The appropriateness of a given test’s norms and how well their validity is established is a crucial aspect of their value. In particular, norms may not be appropriate in places different from where the test was originally developed. For instance, an indicator of psychopathy developed in the USA may have little value in countries with very different cultures, such as India, Nigeria, or Russia. Until the test is translated and standardised in those different contexts, its use may be counterproductive.
Creating and Giving Psychological Tests
Not just anyone can invent a psychological test or administer it. Creating such measuring instruments isn’t the same as a journalist thinking up questions for a magazine to indicate ‘how good you are in bed’! Nor are psychological tests like opinion poll surveys in which you’re asked a single question such as, ‘Would you vote for the president if he stood again?’ from which percentages across representative samples are used to test the public mood.
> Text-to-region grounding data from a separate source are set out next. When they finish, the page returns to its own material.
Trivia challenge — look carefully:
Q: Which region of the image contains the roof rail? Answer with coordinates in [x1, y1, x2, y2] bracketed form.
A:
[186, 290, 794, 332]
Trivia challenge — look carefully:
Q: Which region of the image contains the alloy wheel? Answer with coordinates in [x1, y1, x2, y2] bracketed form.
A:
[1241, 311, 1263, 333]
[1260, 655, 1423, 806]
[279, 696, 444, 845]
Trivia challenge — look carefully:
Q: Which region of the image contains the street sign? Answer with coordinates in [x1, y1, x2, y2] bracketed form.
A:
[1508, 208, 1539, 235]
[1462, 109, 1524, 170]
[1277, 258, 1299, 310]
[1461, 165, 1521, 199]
Anyone giving a psychological test has to know something about how it was developed and how the results can be interpreted. The test has to be given under special conditions that relate to its intended use and the background to the test. A major industry is involved in creating tests and standardising them, and then setting up training courses for people who want to use the tests.
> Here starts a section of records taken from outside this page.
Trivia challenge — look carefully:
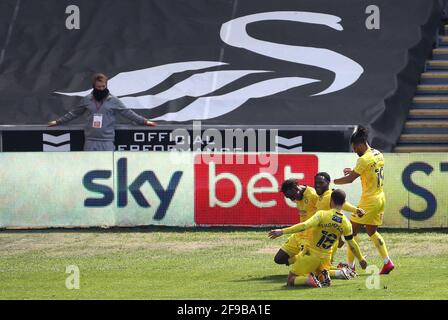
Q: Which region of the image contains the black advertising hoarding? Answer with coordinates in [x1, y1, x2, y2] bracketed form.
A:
[1, 130, 85, 152]
[115, 129, 349, 152]
[1, 128, 350, 152]
[0, 0, 441, 150]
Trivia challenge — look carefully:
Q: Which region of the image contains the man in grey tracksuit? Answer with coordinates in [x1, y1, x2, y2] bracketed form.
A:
[48, 73, 156, 151]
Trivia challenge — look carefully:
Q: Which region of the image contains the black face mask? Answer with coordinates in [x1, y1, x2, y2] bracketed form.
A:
[92, 88, 109, 101]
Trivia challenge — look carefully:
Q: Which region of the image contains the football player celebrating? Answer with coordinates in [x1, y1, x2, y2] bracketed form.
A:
[333, 126, 394, 275]
[313, 172, 364, 270]
[276, 175, 363, 279]
[274, 179, 318, 266]
[269, 189, 367, 288]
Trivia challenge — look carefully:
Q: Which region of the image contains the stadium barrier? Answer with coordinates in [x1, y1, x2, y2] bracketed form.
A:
[0, 152, 446, 229]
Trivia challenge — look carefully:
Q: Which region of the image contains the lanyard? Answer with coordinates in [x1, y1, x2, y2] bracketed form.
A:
[94, 100, 104, 112]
Very broadly, three categories of test exist that determine who can administer them:
Tests that can be used by anyone with a little background knowledge, such as general attitude surveys.
Tests that require some university qualification in psychology, such as general personality measures.
Tests that require specific training in their use and application. All the tests listed in the earlier Table 9-1 are of this kind. Some tests may require intensive training over many months, whereas others may require only a few days training.